The fallout was limited to stocks trading in China. Japan’s Nikkei gained nearly 1%, and most regional indices finished higher.

In our real estate to stocks article we warned about the influx of naïve investors into the Chinese market. Many firmly believed that real estate would make them rich and when the Chinese real estate bubble started to deflate many poured their money into the Shanghai market. The gains over the last few months have been spectacular and probably even better for those trading on excessive margins. The actions of authorities in China is likely to put a damper on investment by new investors but the more likely scenario is that when the available pool of new money is used up the Shanghai market will suffer a large correction.

Plunge in Chinese Equities

Bloomberg also reports the fall in Chinese stocks due to margin trading irregularities.

Chinese equities plunged the most in six years, led by brokerages, after regulatory efforts to rein in record margin lending sparked concern that speculative traders will pull back from the world’s best-performing stock market.

The Shanghai Composite Index sank 7.7 percent to 3,116.35 at the close, its steepest drop since June 2008. Citic Securities Co. (600030) and Haitong Securities Co., the nation’s two biggest listed securities firms, fell by the 10 percent daily limit after they were suspended from loaning money to new equity-trading clients and regulators said brokerages shouldn’t lend to investors with assets below 500,000 yuan. About nine stocks dropped for each that rose on the Shanghai gauge, with more than 100 companies retreating by the maximum allowed.

When traders of margin accounts experience excessive losses they are compelled to replenish their margin accounts or the brokerage takes over their account and sells to make up for losses. When traders with inadequate assets trade on margin and the market tanks, the results can be as seen in China, with nine stocks falling in price for every one that rises.

Hidden Loans Hurt in the End

A quarter of a century ago Japan’s seemingly unstoppable economy tanked and the result has been deflation. One of the reasons was the large number of hidden loans that masked more debt than investors were aware of. Excessive Chinese stock margin trading and other excessive loans within China to poorly run companies may lead the seemingly unstoppable Chinese miracle to fade rapidly. The Business Record weights in as China stocks plunge.
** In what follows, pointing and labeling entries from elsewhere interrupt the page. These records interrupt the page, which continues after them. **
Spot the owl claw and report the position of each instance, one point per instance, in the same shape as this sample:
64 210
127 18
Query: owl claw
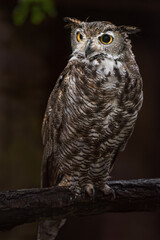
90 190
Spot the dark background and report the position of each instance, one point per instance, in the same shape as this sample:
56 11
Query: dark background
31 58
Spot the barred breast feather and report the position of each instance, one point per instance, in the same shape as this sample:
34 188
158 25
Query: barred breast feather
88 120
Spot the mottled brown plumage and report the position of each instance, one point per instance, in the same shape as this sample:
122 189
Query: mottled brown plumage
92 109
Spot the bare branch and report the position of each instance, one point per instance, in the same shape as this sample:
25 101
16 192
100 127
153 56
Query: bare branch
29 205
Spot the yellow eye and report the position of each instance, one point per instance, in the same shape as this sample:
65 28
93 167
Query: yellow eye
106 39
79 37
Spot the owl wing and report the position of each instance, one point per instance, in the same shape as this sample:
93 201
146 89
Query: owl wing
50 129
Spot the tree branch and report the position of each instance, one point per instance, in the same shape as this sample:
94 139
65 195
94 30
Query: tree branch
29 205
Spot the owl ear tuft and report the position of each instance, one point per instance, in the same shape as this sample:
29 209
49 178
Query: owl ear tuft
129 29
72 22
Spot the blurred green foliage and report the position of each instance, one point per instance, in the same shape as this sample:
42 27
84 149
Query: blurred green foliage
35 10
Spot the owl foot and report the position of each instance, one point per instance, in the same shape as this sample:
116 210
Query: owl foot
108 190
90 190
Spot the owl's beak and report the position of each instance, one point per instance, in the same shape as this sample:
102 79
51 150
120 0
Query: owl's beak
88 49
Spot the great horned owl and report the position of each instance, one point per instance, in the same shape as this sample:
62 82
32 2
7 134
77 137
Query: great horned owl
91 111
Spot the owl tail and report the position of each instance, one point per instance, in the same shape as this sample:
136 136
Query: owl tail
48 229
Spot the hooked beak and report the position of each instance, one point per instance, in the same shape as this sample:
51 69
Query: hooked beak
88 49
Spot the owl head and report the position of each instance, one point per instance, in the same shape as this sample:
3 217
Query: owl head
93 38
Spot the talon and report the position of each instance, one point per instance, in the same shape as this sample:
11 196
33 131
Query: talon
108 190
90 190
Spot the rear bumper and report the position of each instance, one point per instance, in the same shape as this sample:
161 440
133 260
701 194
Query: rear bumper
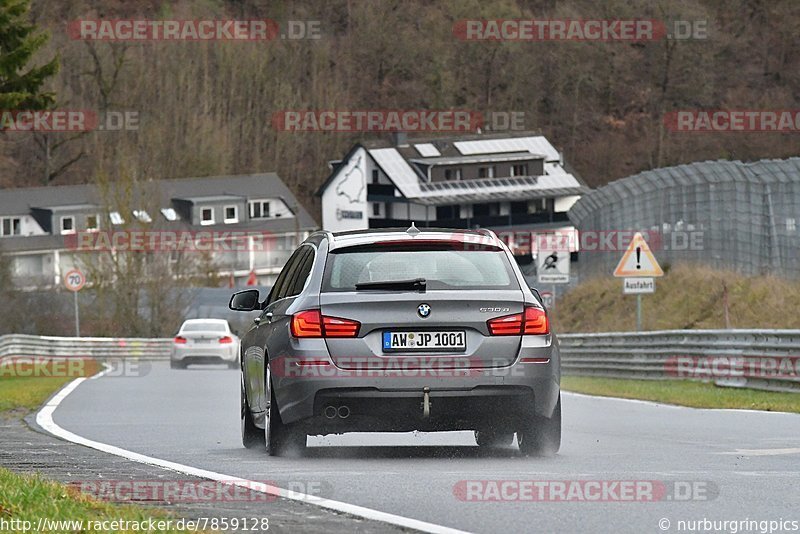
226 354
393 400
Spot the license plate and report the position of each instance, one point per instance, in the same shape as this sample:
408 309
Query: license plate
455 340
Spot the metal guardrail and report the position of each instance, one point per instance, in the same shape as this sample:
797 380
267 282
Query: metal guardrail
99 348
757 359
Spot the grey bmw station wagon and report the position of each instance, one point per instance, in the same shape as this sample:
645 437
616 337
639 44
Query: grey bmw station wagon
397 330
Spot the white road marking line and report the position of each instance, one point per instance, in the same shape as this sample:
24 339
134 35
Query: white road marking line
763 452
44 418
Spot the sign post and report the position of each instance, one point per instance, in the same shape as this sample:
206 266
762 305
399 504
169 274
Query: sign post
552 266
638 267
74 281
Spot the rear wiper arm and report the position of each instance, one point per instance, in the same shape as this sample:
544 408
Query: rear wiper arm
398 285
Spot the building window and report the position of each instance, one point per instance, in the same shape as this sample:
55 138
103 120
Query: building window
259 209
169 214
486 172
68 225
231 214
447 212
116 218
142 215
520 169
519 207
10 226
452 174
207 216
490 209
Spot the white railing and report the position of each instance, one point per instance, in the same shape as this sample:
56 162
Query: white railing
100 348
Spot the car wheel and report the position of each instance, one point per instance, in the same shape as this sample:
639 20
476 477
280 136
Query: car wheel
282 439
490 439
541 436
252 436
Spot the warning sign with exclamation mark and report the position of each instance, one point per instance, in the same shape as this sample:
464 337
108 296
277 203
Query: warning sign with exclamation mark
638 261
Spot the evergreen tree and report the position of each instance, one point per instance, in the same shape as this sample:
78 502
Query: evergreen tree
19 42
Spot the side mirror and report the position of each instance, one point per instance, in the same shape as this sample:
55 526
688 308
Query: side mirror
537 295
247 300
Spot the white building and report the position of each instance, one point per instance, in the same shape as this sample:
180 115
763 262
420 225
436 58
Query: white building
509 182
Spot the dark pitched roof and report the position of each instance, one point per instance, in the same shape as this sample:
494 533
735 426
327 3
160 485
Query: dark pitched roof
263 185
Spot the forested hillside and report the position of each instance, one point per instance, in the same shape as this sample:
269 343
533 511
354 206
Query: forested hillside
205 107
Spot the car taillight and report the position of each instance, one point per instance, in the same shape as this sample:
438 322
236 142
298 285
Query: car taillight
311 323
536 321
507 325
531 321
307 324
338 327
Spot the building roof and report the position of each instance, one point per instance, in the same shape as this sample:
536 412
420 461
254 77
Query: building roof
402 165
704 172
20 202
264 185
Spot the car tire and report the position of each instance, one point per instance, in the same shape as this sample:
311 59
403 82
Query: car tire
282 439
541 436
490 439
252 436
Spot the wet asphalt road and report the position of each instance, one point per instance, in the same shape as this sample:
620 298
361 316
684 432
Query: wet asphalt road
740 465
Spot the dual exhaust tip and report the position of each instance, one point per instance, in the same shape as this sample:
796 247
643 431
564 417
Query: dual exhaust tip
332 412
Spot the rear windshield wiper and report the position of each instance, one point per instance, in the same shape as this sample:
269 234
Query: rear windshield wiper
397 285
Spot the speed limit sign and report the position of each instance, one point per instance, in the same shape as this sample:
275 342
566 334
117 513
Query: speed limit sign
74 280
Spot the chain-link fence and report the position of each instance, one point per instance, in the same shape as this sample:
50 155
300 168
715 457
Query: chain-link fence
725 214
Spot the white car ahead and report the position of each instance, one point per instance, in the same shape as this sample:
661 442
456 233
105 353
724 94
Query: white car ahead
205 341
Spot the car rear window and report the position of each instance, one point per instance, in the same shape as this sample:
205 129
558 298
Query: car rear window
204 327
442 267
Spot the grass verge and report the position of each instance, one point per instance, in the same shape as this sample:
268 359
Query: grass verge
28 392
684 393
31 499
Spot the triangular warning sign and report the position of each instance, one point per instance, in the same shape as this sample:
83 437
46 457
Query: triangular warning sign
638 260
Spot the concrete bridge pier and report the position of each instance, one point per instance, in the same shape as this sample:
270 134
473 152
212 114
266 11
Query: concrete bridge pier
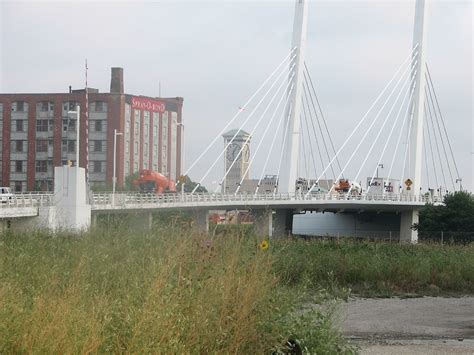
407 219
201 219
263 222
282 223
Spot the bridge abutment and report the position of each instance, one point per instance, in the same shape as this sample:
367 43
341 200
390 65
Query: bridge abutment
407 219
201 218
282 223
263 222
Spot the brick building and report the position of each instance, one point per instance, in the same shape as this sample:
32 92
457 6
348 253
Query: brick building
37 134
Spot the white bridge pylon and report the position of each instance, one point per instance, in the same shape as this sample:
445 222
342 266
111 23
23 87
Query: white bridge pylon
404 125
China stocks collapsed in morning trade on Monday, with financials hammered after regulators cracked down on credit products that have been blamed for fuelling excessive market speculation over the past three months.

Brokerage shares tumbled after the securities regulator punished industry heavyweights for illegal operations in their margin trading business while banks were hit after the banking regulator issued draft rules to tighten supervision of entrusted loans, a kind of shadow banking product.
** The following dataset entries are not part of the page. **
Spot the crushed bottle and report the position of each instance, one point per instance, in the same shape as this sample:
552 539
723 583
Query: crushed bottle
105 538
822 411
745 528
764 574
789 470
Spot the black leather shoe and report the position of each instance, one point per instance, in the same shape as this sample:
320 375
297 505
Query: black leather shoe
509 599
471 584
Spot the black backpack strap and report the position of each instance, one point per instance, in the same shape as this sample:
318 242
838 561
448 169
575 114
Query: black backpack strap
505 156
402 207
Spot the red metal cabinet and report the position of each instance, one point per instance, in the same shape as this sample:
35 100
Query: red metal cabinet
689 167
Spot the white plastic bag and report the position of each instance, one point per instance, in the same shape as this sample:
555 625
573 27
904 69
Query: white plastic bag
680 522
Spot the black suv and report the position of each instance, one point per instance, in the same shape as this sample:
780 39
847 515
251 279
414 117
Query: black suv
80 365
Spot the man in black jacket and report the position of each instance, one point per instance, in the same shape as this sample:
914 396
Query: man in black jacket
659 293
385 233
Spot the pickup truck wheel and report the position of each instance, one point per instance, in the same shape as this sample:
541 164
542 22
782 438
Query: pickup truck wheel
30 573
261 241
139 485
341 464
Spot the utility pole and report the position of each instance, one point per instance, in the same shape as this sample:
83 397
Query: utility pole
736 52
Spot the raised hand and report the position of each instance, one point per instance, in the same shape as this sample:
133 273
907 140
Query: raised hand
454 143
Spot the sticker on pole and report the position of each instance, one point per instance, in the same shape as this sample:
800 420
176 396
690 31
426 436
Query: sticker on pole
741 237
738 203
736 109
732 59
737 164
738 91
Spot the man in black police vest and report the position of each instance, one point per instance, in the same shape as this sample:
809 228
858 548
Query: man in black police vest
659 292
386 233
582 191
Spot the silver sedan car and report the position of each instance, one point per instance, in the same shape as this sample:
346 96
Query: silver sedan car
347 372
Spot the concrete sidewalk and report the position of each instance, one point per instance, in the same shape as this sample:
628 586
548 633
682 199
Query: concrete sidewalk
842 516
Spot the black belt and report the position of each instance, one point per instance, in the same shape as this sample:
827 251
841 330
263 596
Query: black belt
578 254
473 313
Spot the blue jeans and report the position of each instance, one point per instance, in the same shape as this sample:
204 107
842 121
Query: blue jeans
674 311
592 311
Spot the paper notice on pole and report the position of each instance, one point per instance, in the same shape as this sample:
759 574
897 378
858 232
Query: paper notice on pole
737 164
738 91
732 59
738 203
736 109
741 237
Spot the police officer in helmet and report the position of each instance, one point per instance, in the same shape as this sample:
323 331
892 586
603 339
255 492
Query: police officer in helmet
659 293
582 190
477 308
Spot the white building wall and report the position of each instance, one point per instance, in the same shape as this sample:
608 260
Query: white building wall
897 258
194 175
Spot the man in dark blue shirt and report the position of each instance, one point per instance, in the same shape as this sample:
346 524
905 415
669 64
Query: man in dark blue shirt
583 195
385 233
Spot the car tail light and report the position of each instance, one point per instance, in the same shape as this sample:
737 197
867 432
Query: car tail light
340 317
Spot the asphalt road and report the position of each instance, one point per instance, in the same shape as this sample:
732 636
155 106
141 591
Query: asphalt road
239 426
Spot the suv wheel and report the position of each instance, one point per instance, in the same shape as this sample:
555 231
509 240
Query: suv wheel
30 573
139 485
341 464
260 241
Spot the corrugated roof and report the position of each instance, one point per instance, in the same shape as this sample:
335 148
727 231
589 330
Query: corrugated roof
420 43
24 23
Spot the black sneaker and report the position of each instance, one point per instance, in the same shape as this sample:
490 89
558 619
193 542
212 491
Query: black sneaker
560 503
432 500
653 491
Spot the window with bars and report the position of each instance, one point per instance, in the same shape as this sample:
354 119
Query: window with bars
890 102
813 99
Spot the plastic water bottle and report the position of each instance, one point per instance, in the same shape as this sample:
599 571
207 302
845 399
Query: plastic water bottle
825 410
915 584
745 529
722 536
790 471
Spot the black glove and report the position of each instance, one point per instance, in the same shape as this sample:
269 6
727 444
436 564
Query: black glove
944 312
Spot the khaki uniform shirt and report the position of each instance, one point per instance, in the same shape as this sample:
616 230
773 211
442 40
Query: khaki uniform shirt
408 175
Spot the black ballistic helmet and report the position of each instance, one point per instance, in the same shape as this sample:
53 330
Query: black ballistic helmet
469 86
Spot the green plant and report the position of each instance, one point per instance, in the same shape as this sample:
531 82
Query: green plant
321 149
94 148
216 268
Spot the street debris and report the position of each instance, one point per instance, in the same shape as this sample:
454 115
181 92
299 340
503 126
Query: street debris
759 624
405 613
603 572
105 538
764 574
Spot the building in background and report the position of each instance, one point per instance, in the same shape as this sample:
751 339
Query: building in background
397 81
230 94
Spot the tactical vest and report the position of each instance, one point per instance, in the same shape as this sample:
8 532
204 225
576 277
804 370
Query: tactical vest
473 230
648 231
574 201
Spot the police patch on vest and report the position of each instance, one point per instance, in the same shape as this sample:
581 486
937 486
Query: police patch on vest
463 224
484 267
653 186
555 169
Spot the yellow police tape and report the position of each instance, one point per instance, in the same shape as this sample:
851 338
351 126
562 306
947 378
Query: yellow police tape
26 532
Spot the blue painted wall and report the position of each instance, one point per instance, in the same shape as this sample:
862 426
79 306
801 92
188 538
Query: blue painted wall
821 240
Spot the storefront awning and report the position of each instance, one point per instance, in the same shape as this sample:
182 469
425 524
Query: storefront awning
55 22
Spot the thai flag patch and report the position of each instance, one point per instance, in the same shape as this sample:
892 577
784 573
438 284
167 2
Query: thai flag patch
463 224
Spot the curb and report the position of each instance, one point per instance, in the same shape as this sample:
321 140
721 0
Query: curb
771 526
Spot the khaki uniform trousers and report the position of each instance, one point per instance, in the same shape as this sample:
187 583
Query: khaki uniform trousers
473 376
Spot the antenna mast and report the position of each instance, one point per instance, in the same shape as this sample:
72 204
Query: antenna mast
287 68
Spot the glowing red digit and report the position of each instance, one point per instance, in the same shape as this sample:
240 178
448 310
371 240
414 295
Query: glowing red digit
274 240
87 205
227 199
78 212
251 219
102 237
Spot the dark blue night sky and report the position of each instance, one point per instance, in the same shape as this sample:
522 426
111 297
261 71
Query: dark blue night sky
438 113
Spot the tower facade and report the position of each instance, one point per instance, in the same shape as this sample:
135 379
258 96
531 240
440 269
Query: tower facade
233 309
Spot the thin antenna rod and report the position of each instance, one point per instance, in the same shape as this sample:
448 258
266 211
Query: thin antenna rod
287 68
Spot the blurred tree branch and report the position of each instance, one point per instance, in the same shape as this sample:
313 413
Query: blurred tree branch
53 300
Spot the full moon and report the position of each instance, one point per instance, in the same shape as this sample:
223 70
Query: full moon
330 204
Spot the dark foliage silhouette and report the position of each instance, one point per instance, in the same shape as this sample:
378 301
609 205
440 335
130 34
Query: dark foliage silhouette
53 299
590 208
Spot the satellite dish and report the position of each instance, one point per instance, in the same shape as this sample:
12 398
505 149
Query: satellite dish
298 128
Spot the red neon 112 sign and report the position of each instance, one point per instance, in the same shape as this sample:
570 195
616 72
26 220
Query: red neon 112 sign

“The entrusted loan regulation and margin trading penalties had combined impacts on market sentiment, adding to volatility and leading investors to turn negative,” said Du Changchu, analyst at Northeast Securities in Shanghai.

“These two regulatory moves, in essence, hinder capital inflows, which have been the most significant reason behind the market’s recent rally,” he said.

It remains to be seen what tomorrow will bring as new investors lick their wounds and try to get out of the market before it falls farther, likely causing a continued rout!